Does… that seem fair? We’ve perhaps unfairly omitted Denmark, Uruguay and Croatia from that list and would love to see Senegal go the distance too, but there you have the nine front-runners for World Cup glory, and, well, none of them are entirely perfect.
So, there’s that, but hey, they aren’t streets ahead, and given it’s back to domestic duties this week, in what is looking like an incredibly wide open and unpredictable World Cup to come, perhaps the most consequential moments are still around the corner – namely, injuries, and a whole lot of luck.
Promotion and relegation!
For those interested, Scotland earned Nations League promotion and will be a league higher than England when the tournament next comes around.
England could rub shoulders with Kazakhstan or Georgia in the next edition, while Scotland could face Croatia, Spain, Italy or Netherlands – the four teams that made the Finals – among a number of other nations.
The Scots did so thanks to a 0-0 draw with Ukraine last night, and while promotion also puts them into Pot Two for the Euro 2024 qualifying draw on October 9, they are also guaranteed a play-off spot for those Championships if required.
Not a bad result to come from a goalless draw, that.
The day Mikelph retired
Mikel went first, although it’s not as though they coordinated as far as we’re aware, with the 35-year-old Nigerian having tried out China, Turkey and Kuwait as well as spells at Stoke and Middlesbrough after leaving Chelsea, where he will most fondly be remembered.
Similarly to Delph, their selfless midfield roles meant they never really stood out from the crowd, but from Mikel’s perspective his Champions League final performance in 2012 against Bayern Munich will be recalled with admiration from the Chelsea faithful.

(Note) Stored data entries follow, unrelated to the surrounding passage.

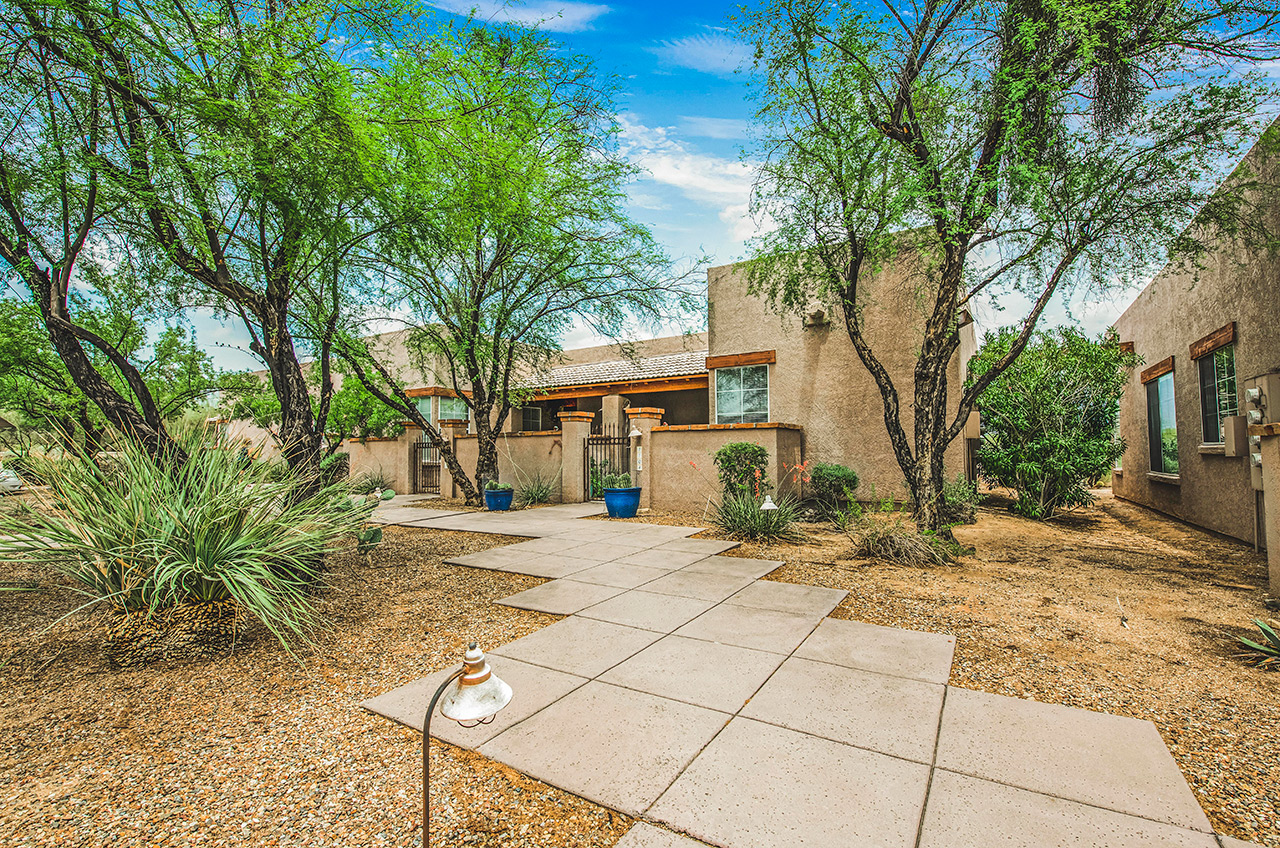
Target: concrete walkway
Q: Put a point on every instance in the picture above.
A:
(726, 710)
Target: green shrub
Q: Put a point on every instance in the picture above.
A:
(740, 516)
(538, 489)
(1265, 653)
(617, 481)
(147, 539)
(831, 487)
(743, 466)
(959, 501)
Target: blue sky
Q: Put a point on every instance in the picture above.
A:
(684, 114)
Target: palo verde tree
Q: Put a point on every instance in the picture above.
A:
(220, 140)
(1050, 419)
(1005, 146)
(508, 192)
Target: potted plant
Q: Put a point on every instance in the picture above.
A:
(621, 498)
(497, 496)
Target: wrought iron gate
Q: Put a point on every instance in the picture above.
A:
(607, 452)
(425, 463)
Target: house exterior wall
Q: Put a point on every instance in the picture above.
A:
(818, 381)
(1173, 311)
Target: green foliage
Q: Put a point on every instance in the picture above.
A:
(150, 537)
(831, 487)
(740, 516)
(1266, 651)
(617, 482)
(743, 468)
(1050, 419)
(960, 501)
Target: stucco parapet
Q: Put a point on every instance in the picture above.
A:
(768, 425)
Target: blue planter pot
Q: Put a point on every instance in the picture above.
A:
(498, 500)
(622, 504)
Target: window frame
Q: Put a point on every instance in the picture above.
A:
(1156, 424)
(1211, 395)
(740, 416)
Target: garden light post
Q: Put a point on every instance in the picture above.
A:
(471, 696)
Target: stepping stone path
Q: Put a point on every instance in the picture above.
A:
(725, 710)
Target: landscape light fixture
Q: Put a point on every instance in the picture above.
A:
(471, 696)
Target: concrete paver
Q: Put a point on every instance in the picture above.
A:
(707, 674)
(968, 812)
(1091, 757)
(762, 787)
(561, 597)
(645, 835)
(704, 587)
(789, 597)
(531, 687)
(620, 574)
(924, 656)
(648, 610)
(612, 746)
(579, 646)
(735, 566)
(750, 628)
(891, 715)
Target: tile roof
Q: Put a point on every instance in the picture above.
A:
(626, 370)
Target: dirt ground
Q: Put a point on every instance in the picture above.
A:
(264, 750)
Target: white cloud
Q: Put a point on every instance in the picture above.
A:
(711, 53)
(705, 127)
(551, 16)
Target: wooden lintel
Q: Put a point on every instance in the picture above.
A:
(1221, 337)
(1159, 369)
(735, 360)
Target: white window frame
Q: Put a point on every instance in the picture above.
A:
(737, 418)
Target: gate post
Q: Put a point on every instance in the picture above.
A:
(643, 419)
(575, 427)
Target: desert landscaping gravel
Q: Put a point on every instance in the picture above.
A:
(264, 750)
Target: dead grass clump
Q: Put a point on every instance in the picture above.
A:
(897, 542)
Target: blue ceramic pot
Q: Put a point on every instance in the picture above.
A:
(622, 504)
(498, 500)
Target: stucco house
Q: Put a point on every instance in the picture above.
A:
(792, 383)
(1194, 418)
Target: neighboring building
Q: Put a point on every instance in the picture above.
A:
(1206, 340)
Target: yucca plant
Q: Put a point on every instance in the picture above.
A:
(1265, 653)
(146, 539)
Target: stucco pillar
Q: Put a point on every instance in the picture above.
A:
(451, 428)
(613, 413)
(1270, 448)
(575, 427)
(643, 419)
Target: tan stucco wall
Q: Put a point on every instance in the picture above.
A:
(684, 470)
(1176, 309)
(818, 381)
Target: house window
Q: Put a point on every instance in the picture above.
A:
(1161, 424)
(531, 419)
(453, 407)
(1219, 397)
(743, 395)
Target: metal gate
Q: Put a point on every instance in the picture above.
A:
(425, 463)
(607, 452)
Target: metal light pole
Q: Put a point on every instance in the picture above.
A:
(472, 696)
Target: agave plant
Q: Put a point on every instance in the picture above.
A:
(147, 538)
(1265, 653)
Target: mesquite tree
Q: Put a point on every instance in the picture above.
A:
(1001, 146)
(219, 140)
(508, 194)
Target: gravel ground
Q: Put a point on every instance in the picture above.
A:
(261, 748)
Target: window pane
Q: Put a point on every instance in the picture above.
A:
(755, 402)
(728, 379)
(755, 377)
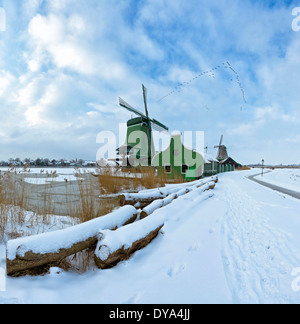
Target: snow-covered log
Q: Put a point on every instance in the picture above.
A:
(146, 197)
(119, 245)
(148, 210)
(34, 251)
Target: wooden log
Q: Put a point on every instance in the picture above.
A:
(159, 203)
(31, 252)
(144, 198)
(109, 259)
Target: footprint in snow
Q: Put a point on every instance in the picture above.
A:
(196, 246)
(175, 270)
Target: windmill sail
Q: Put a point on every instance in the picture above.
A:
(145, 100)
(222, 150)
(159, 126)
(125, 105)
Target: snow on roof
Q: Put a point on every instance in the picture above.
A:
(209, 158)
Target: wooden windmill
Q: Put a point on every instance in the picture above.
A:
(142, 123)
(222, 151)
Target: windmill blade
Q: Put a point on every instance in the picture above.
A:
(125, 105)
(159, 126)
(145, 99)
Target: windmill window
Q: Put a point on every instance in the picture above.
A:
(184, 168)
(168, 168)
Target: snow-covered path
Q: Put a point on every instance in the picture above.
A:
(239, 246)
(258, 257)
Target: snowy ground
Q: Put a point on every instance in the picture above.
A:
(240, 246)
(286, 178)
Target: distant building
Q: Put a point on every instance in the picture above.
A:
(178, 161)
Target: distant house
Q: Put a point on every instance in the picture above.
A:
(229, 164)
(178, 161)
(211, 166)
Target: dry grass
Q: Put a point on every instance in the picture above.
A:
(14, 202)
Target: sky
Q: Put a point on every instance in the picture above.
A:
(221, 67)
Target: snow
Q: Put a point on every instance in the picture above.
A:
(241, 245)
(286, 178)
(52, 242)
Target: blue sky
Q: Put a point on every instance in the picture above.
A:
(64, 63)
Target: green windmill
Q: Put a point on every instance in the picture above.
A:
(139, 140)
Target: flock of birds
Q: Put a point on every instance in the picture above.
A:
(210, 73)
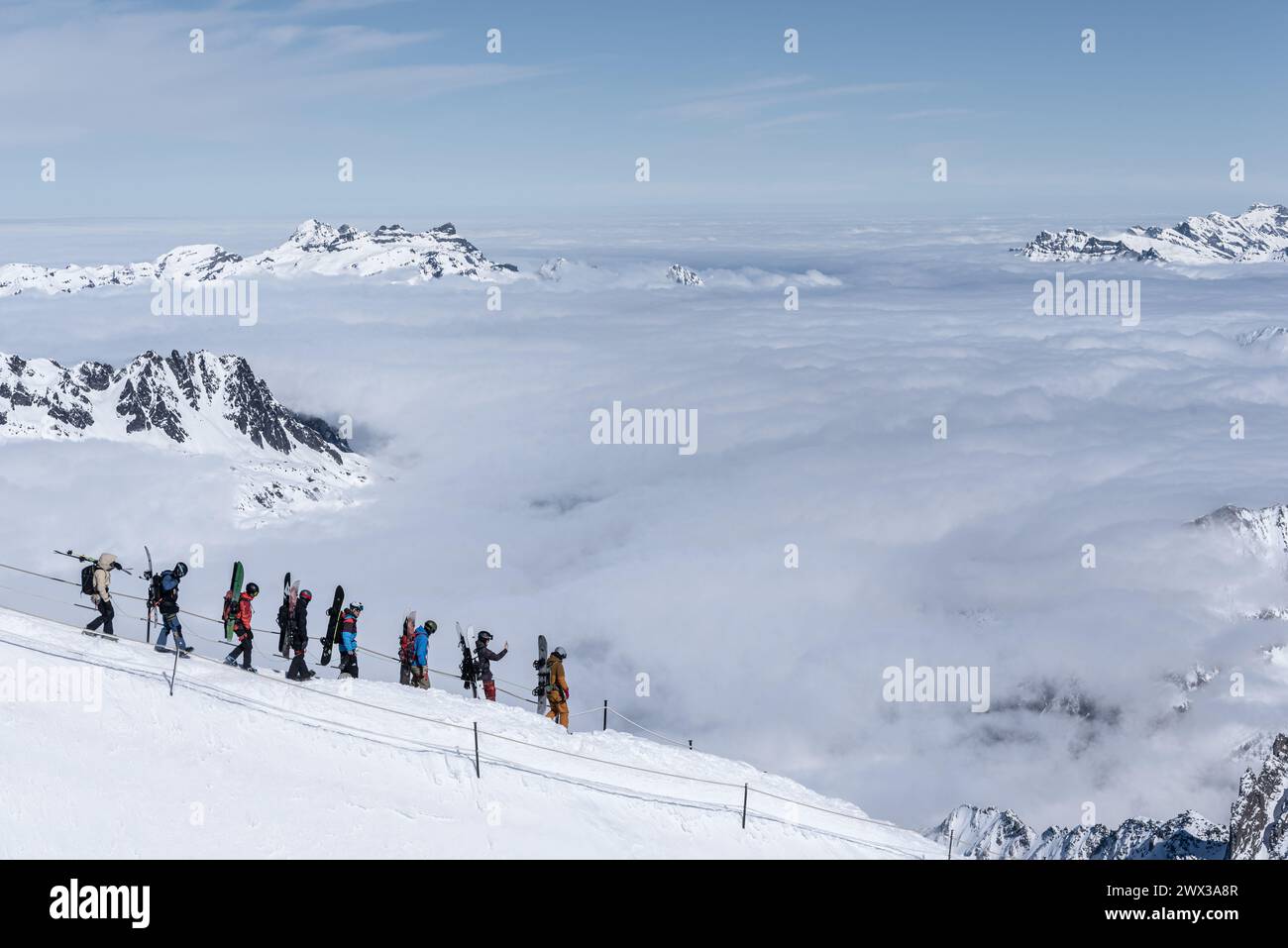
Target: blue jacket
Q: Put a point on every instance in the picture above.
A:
(348, 633)
(168, 600)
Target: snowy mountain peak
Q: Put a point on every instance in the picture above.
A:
(990, 833)
(1258, 828)
(313, 248)
(1260, 531)
(196, 403)
(984, 833)
(683, 275)
(1258, 818)
(1258, 233)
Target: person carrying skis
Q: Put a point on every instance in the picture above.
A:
(420, 653)
(483, 662)
(102, 595)
(299, 672)
(557, 691)
(163, 596)
(241, 626)
(349, 639)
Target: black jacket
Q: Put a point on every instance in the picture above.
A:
(485, 657)
(300, 633)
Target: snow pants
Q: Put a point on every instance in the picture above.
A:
(170, 623)
(106, 613)
(558, 710)
(299, 672)
(244, 649)
(349, 664)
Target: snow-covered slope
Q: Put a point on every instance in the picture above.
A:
(1260, 531)
(988, 833)
(194, 403)
(239, 766)
(314, 248)
(1258, 233)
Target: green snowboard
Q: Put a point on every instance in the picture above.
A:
(231, 599)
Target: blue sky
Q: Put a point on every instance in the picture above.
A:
(254, 127)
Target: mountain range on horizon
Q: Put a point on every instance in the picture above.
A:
(193, 403)
(1257, 235)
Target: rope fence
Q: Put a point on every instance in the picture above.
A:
(416, 745)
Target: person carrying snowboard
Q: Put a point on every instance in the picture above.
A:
(406, 655)
(557, 691)
(349, 639)
(420, 655)
(102, 594)
(241, 626)
(483, 662)
(299, 672)
(163, 596)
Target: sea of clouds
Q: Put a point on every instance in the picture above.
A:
(815, 429)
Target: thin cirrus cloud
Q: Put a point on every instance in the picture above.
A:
(758, 98)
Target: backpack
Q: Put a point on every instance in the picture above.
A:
(158, 595)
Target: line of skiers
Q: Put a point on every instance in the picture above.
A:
(412, 648)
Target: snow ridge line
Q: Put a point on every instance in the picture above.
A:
(361, 648)
(426, 747)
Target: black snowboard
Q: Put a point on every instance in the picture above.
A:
(333, 625)
(283, 620)
(469, 675)
(542, 675)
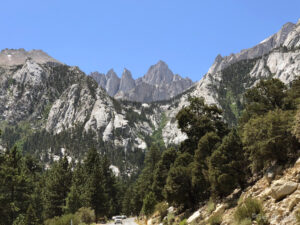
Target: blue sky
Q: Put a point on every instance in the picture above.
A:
(104, 34)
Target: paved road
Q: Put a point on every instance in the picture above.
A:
(128, 221)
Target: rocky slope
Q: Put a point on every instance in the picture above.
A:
(229, 77)
(279, 197)
(159, 83)
(63, 111)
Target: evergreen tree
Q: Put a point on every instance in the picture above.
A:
(14, 186)
(31, 218)
(57, 186)
(149, 203)
(268, 138)
(178, 187)
(227, 166)
(198, 119)
(200, 181)
(94, 189)
(265, 96)
(76, 198)
(161, 172)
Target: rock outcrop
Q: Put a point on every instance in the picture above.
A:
(282, 188)
(159, 83)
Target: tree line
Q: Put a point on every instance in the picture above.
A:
(30, 195)
(215, 159)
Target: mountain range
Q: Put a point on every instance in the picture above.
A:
(51, 109)
(159, 83)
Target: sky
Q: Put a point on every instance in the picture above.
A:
(98, 35)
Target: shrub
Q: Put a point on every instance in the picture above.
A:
(297, 214)
(171, 218)
(250, 209)
(86, 215)
(215, 219)
(162, 209)
(210, 206)
(183, 222)
(63, 220)
(246, 222)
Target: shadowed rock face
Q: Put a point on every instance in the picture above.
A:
(159, 83)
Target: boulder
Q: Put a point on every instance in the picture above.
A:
(281, 188)
(193, 217)
(297, 163)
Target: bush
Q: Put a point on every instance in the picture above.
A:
(63, 220)
(86, 215)
(215, 219)
(297, 214)
(250, 209)
(171, 218)
(162, 209)
(183, 222)
(210, 206)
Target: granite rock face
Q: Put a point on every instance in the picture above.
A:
(12, 57)
(159, 83)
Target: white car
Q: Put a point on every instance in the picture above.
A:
(118, 221)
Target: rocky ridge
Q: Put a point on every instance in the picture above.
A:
(159, 83)
(70, 106)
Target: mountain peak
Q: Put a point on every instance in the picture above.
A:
(127, 82)
(158, 74)
(10, 57)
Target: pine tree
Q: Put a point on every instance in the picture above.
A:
(31, 218)
(227, 166)
(149, 203)
(57, 186)
(94, 189)
(161, 172)
(14, 186)
(76, 198)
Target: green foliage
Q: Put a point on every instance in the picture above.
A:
(215, 219)
(157, 138)
(266, 96)
(63, 220)
(227, 165)
(178, 187)
(143, 185)
(210, 206)
(162, 209)
(183, 222)
(198, 119)
(296, 127)
(57, 185)
(15, 186)
(86, 215)
(297, 215)
(235, 80)
(149, 203)
(200, 180)
(268, 138)
(250, 209)
(161, 172)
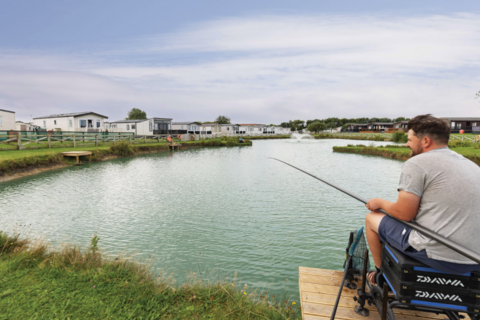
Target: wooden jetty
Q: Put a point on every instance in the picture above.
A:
(174, 145)
(319, 290)
(78, 154)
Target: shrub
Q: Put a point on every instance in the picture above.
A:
(399, 137)
(460, 144)
(122, 148)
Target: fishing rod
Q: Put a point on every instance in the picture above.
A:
(425, 231)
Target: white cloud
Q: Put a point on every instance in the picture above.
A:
(265, 69)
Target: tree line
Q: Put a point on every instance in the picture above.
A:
(295, 125)
(323, 124)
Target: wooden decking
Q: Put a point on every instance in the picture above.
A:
(78, 154)
(318, 292)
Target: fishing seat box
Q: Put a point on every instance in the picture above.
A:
(415, 283)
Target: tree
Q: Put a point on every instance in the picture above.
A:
(316, 126)
(136, 114)
(222, 120)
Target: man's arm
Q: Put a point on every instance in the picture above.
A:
(405, 208)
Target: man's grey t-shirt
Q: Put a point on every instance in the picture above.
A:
(449, 187)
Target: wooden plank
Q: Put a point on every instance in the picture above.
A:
(324, 289)
(348, 302)
(349, 313)
(328, 280)
(319, 290)
(305, 270)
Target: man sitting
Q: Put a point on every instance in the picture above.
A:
(440, 190)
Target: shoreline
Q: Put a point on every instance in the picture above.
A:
(29, 166)
(12, 169)
(401, 153)
(39, 278)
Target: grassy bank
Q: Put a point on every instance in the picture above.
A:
(268, 137)
(18, 161)
(377, 137)
(67, 283)
(468, 150)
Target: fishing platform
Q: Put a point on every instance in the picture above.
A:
(318, 293)
(78, 154)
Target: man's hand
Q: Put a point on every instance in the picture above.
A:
(374, 204)
(405, 208)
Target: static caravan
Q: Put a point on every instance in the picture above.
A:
(190, 127)
(143, 127)
(7, 120)
(208, 128)
(72, 122)
(230, 128)
(467, 124)
(24, 126)
(251, 128)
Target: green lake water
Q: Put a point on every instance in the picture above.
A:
(221, 210)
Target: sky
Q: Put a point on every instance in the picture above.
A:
(253, 61)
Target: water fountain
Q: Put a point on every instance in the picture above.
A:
(300, 136)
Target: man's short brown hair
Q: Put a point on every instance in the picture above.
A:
(435, 128)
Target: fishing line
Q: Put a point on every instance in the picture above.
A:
(415, 226)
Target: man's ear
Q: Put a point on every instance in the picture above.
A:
(426, 141)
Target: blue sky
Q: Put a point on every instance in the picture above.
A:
(264, 62)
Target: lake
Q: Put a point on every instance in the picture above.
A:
(221, 210)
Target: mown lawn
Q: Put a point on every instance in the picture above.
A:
(69, 283)
(18, 154)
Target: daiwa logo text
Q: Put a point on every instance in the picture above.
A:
(442, 281)
(438, 296)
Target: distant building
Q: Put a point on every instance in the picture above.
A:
(210, 128)
(190, 127)
(467, 124)
(230, 128)
(251, 128)
(7, 120)
(72, 122)
(269, 130)
(24, 126)
(143, 127)
(356, 127)
(282, 131)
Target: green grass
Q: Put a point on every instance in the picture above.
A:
(403, 153)
(19, 154)
(70, 283)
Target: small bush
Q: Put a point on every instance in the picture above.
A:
(122, 148)
(399, 137)
(460, 144)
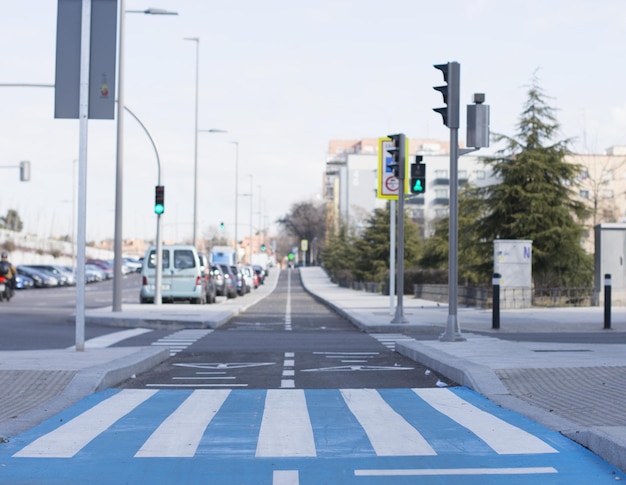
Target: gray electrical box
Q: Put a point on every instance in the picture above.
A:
(610, 252)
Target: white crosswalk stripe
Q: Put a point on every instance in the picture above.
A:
(285, 423)
(179, 341)
(389, 339)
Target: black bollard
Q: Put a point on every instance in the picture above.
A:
(495, 318)
(607, 301)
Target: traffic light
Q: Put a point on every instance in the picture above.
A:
(451, 75)
(159, 199)
(418, 176)
(397, 152)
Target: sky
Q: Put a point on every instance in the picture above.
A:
(283, 78)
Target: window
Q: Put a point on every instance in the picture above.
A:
(165, 262)
(183, 259)
(607, 194)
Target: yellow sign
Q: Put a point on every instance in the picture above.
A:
(388, 183)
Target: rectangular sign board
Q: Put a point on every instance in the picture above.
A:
(387, 182)
(102, 54)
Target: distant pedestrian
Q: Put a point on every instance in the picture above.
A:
(7, 269)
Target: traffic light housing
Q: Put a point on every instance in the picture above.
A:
(451, 75)
(418, 176)
(397, 152)
(159, 199)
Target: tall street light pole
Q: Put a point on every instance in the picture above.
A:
(195, 146)
(117, 238)
(236, 143)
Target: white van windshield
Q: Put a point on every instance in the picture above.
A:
(183, 259)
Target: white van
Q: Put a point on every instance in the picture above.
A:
(182, 277)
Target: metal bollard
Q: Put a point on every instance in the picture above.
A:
(495, 316)
(607, 301)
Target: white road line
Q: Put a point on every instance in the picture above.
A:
(286, 426)
(501, 436)
(180, 434)
(288, 309)
(454, 471)
(286, 477)
(388, 432)
(112, 338)
(71, 437)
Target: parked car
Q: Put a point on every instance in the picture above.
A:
(182, 277)
(94, 273)
(211, 290)
(23, 282)
(104, 266)
(252, 280)
(218, 277)
(230, 279)
(261, 273)
(41, 279)
(66, 278)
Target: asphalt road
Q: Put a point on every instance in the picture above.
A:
(288, 340)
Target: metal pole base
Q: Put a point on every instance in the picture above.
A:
(453, 331)
(399, 318)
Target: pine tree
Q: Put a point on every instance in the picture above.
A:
(535, 198)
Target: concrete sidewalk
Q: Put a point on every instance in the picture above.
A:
(577, 389)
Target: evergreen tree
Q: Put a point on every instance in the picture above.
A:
(475, 261)
(373, 246)
(535, 198)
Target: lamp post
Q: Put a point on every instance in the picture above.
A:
(195, 145)
(117, 238)
(236, 143)
(251, 231)
(195, 203)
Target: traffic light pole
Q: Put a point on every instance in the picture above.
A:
(453, 329)
(399, 317)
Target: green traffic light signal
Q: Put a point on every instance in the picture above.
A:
(159, 199)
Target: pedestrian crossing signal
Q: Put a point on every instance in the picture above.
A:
(418, 176)
(159, 199)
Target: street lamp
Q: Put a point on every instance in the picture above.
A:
(236, 143)
(195, 202)
(195, 145)
(117, 239)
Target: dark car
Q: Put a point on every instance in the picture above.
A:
(23, 282)
(260, 273)
(230, 280)
(41, 279)
(218, 277)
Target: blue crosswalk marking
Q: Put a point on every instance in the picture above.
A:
(288, 423)
(296, 437)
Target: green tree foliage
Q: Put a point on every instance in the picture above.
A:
(475, 254)
(340, 255)
(535, 198)
(306, 220)
(12, 221)
(373, 246)
(366, 257)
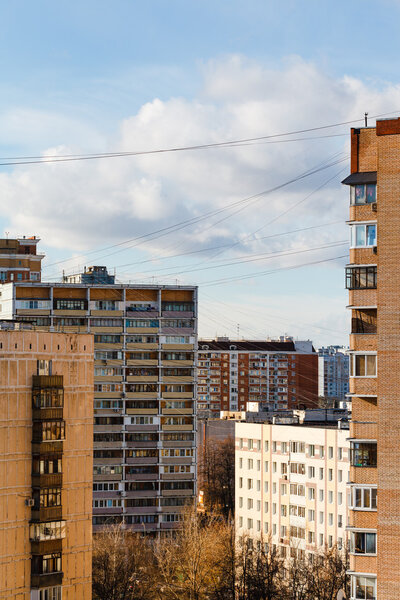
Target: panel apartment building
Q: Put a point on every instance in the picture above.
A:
(291, 485)
(374, 185)
(277, 375)
(46, 464)
(333, 374)
(145, 345)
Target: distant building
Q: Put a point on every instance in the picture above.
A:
(46, 463)
(333, 373)
(274, 374)
(19, 260)
(290, 483)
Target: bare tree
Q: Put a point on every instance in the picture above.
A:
(217, 475)
(121, 562)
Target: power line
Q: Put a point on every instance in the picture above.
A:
(231, 143)
(183, 224)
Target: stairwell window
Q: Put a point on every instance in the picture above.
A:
(363, 235)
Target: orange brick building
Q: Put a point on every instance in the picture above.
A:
(374, 520)
(277, 375)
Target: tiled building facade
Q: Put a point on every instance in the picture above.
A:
(277, 375)
(373, 280)
(290, 485)
(46, 464)
(145, 346)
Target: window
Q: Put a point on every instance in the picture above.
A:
(363, 454)
(362, 542)
(364, 498)
(363, 588)
(53, 593)
(363, 193)
(363, 365)
(358, 278)
(363, 236)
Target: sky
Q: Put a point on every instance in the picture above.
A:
(259, 226)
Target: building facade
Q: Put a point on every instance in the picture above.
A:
(277, 375)
(333, 374)
(46, 464)
(145, 346)
(290, 483)
(374, 185)
(19, 260)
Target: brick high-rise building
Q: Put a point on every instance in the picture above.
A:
(374, 520)
(46, 464)
(19, 260)
(277, 375)
(145, 347)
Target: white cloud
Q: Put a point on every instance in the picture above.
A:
(80, 205)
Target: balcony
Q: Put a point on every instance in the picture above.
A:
(46, 579)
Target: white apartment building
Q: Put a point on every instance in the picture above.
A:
(291, 485)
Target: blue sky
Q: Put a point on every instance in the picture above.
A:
(96, 76)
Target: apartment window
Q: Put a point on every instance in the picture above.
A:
(363, 193)
(358, 278)
(363, 454)
(364, 498)
(53, 593)
(363, 588)
(363, 235)
(362, 542)
(363, 365)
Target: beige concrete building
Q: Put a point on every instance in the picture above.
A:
(145, 349)
(291, 485)
(46, 464)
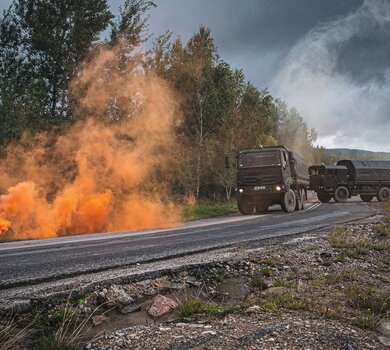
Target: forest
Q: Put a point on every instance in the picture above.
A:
(74, 77)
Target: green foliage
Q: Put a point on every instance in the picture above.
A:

For Delph, a big gamble saw him swap Aston Villa for Manchester City in 2015, sparking a furious response from Villa fans and plenty of snake emojis, but from his perspective it resulted in a couple of league titles and form good enough to make England’s 2018 World Cup squad. Injuries, in the end, would force the 32-year-old into making it an early bath.
Happy retirement, chaps.
IN THE CHANNELS
Marco van Sesko
If you’re on Twitter, you’ve probably seen this. If you’re not, you’re welcome.
Here’s Benjamin Sesko with a volley for the ages to hand Slovenia the lead against Sweden last night.
Oh wow. It’s 18 years to the day since an 18-year-old tore up the Champions League.
Wait. That means Wayne Rooney’s only 36! The biggest revelation of the day.
So yeah, international break over and back to domestic duties soon for the players who gallivanted around the world. In the meantime, WSL champs Chelsea host West Ham tonight.